Resolvemos fundar o nosso.  Um espaço não comercial, de resistência. Mais um trabalho de militância, voluntário.

Jaime propôs um jornal; eu, uma revista. O nome eu escolhi (ele queria Bacurau). Dividimos as tarefas. A capa ficou com ele, a linha editorial também. Correr atrás da grana ficou por minha conta. A paleta de cores, depois de larga prosa, ele escolheu (eu queria verde-floresta).

Fizemos a primeira edição da Xapuri lá mesmo, na Reserva, em uma noite. Já voltei pra Brasília com a boneca praticamente pronta e com a missão de dar um jeito de imprimir.

Nos dias seguintes, o Jaime veio pra Formosa, pra convencer minha irmã Lúcia a revisar a revista, “de grátis”. A próxima tarefa foi montar o Conselho Editorial.

Jaime fez questão de visitar, explicar o projeto e convidar cada conselheiro/a pessoalmente (até a doença agravar, nos seus últimos meses de vida, nunca abriu mão dessa tarefa). Daqui rumamos pra Goiânia, para convidar o arqueólogo Altair Sales Barbosa, nosso primeiro conselheiro. “O mais sabido de nóis,” segundo o Jaime.

Trilhamos uma linda jornada. Em 80 meses, Jaime fez questão de decidir, mensalmente, o tema da capa e, quase sempre, escrever ele mesmo.

Na sexta-feira, 9 de julho, quando preparávamos a Xapuri 81, pela primeira vez em sete anos, ele me pediu para cuidar de tudo. Foi uma conversa triste, ele estava agoniado com os rumos da doença e com a tragédia que o Brasil enfrentava. Não falamos em morte, mas eu sabia que era o fim.
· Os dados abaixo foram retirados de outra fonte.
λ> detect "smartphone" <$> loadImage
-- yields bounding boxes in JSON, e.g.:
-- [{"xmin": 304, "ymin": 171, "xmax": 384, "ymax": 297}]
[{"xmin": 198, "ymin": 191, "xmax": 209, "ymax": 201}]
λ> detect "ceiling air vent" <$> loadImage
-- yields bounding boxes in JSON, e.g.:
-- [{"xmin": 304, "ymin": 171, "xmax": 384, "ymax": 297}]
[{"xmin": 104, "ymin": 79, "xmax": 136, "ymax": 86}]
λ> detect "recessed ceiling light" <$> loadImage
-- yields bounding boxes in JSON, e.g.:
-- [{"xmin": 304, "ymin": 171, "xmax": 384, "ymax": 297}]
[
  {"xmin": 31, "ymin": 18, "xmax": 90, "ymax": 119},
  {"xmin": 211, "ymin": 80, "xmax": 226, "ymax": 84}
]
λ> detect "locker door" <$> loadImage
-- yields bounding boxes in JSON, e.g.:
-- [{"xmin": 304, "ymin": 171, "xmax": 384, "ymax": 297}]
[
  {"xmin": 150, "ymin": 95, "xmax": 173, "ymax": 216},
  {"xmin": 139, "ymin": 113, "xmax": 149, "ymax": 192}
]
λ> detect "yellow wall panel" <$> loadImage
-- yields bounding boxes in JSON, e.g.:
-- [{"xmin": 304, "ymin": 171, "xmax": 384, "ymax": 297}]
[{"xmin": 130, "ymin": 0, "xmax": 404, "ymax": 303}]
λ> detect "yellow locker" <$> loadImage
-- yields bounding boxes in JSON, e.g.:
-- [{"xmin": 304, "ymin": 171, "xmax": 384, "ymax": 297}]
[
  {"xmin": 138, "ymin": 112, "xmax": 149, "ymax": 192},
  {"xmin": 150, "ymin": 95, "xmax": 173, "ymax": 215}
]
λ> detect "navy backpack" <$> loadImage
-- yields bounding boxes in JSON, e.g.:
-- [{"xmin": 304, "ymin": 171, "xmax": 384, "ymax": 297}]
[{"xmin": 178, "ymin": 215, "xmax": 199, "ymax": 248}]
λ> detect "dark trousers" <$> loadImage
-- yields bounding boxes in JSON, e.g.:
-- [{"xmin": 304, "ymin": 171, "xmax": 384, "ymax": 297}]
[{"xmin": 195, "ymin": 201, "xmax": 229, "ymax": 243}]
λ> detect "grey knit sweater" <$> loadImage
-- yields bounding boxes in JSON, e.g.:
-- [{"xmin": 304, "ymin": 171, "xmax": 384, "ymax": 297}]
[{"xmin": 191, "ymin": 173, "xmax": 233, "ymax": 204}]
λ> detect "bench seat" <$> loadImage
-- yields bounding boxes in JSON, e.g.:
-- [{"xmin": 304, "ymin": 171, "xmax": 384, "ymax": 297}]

Outras 19 edições e cá estamos nós, sem as capas do Jaime, sem as pautas do Jaime, sem o linguajar do Jaime, sem o jaimês da Xapuri, mas na labuta, firmes na resistência. Mês sim, mês sim de novo, como você queria, Jaiminho, carcamos porva e,  enfim, chegamos à nossa edição número 100. Fica tranquilo, camarada, que por aqui tá tudo direitim.